Distributing Your Questionnaire

  1. Do a pilot study. Ask some people you know to take your questionnaire (they will not be included in any results stemming from this questionnaire), and be prepared to revise it if necessary.[12] Plan to include 5-10 people in the pilot testing of your questionnaire.[7] Get their feedback on your questionnaire by asking the following questions:
    • Was the questionnaire easy to understand? Were there any questions that confused you?
    • Was the questionnaire easy to access? (Especially important if your questionnaire is online).
    • Do you feel the questionnaire was worth your time?
    • Were you comfortable answering the questions asked?
    • Are there any improvements you would make to the questionnaire?
  2. Disseminate your questionnaire. You need to determine what is the best way to disseminate your questionnaire.[13] There are several common ways to distribute questionnaires:[2]
    • Use an online site, such as This site allows you to write your own questionnaire with their survey builder, and provides additional options such as the option to buy a target audience and use their analytics to analyze your data.[14]
    • Consider using the mail.

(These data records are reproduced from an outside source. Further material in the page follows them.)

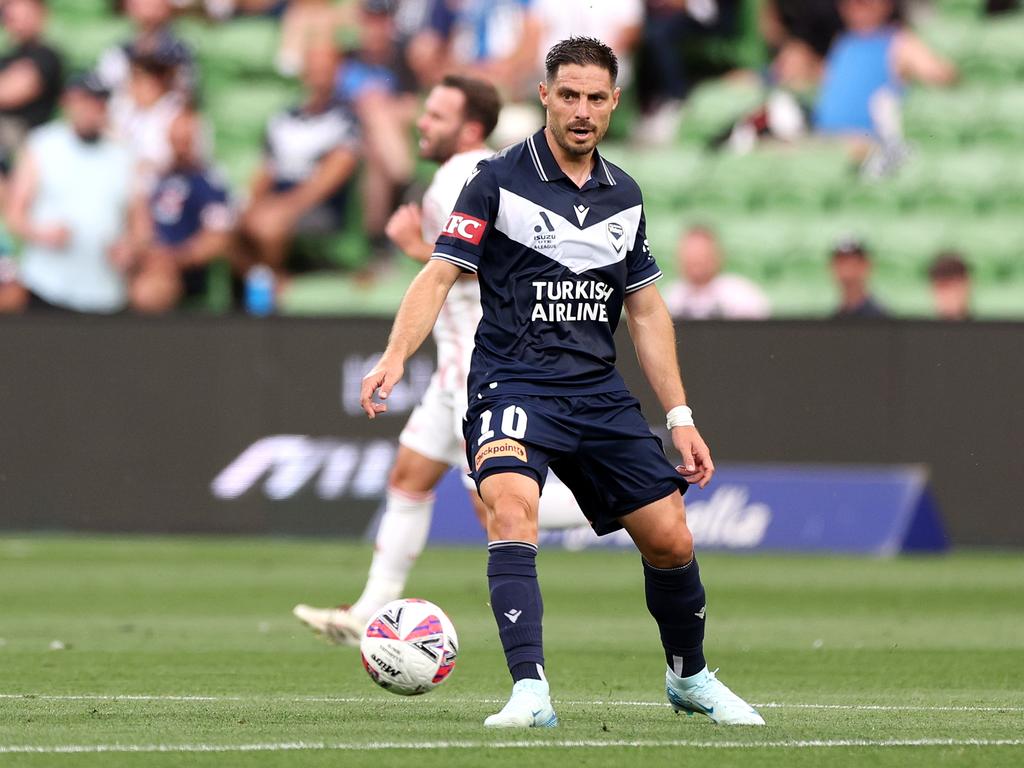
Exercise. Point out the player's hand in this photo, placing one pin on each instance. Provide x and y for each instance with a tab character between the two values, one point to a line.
404	228
697	467
379	381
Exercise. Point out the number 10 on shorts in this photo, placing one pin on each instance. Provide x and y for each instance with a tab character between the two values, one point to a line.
513	424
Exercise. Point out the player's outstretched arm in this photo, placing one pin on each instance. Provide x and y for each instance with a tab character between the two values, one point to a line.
654	339
416	316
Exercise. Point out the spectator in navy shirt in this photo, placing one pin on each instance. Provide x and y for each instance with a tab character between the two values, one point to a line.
851	267
184	224
310	157
31	76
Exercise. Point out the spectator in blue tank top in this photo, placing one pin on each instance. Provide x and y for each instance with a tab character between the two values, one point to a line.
184	224
867	67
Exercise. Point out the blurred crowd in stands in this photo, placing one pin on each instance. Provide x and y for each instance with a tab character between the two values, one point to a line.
109	190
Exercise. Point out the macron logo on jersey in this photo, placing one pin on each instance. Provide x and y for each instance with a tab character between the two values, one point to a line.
466	227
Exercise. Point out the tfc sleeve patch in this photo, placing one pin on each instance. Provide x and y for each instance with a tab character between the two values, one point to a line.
466	227
500	448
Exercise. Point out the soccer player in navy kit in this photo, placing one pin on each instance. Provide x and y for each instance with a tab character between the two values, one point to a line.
556	236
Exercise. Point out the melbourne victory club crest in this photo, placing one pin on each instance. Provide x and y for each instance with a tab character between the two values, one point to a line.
616	236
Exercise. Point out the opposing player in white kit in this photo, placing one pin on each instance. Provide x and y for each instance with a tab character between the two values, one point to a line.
458	117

If you mail your survey, always make sure you include a self-addressed stamped envelope so that the respondent can easily mail their responses back. Make sure that your questionnaire will fit inside a standard business envelope.

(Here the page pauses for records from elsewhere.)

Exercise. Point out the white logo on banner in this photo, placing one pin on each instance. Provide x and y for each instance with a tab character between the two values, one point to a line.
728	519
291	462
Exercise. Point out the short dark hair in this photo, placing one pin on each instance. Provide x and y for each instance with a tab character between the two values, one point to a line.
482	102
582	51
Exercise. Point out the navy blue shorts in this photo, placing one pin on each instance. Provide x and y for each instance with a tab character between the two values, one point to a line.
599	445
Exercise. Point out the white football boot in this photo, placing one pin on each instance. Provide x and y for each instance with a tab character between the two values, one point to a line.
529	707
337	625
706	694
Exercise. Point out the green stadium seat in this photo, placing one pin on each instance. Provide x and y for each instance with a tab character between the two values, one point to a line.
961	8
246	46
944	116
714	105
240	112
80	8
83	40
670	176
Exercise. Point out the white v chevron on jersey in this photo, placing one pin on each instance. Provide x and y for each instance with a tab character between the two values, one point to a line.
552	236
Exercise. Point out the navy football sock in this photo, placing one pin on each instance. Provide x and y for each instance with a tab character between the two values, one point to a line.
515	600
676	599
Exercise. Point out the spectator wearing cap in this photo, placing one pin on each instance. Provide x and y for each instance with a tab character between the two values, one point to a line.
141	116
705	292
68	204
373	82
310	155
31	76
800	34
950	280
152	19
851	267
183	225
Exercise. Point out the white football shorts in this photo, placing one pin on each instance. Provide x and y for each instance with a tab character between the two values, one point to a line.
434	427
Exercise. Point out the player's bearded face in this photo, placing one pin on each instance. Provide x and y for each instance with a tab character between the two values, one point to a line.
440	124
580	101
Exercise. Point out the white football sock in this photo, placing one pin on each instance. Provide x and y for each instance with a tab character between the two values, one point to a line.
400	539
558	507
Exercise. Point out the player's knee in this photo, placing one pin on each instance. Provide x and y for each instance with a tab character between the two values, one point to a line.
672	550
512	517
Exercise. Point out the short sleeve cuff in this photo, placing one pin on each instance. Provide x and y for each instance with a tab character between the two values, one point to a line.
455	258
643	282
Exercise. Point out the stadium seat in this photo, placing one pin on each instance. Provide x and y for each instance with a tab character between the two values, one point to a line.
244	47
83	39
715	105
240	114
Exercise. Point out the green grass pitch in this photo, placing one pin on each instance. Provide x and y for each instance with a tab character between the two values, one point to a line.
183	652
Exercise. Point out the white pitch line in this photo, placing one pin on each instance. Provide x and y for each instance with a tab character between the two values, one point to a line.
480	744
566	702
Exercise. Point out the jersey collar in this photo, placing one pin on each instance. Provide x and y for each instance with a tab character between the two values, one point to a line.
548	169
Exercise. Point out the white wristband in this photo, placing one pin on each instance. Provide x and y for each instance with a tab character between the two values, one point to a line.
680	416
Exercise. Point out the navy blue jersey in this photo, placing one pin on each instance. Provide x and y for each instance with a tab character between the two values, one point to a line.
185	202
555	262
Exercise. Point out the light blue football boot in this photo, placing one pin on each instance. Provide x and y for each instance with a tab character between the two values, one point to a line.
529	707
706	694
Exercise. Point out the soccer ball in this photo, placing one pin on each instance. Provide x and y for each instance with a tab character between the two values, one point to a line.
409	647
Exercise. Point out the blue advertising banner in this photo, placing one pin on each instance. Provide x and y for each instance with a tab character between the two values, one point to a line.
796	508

    • Conduct face-to-face interviews. This can be a good way to ensure that you are reaching your target demographic and can reduce missing information in your questionnaires, as it is more difficult for a respondent to avoid answering a question when you ask it directly.
    • Try using the telephone. While this can be a more time-effective way to collect your data, it can be difficult to get people to respond to telephone questionnaires.
  3. Include a deadline. Ask your respondents to have the questionnaire completed and returned to you by a certain date to ensure that you have enough time to analyze the results.
    • Make your deadline reasonable. Giving respondents up to 2 weeks to answer should be more than sufficient. Anything longer and you risk your respondents forgetting about your questionnaire.
    • Consider providing a reminder. A week before the deadline is a good time to provide a gentle reminder about returning the questionnaire. Include a replacement of the questionnaire in case it has been misplaced by your respondent.[8]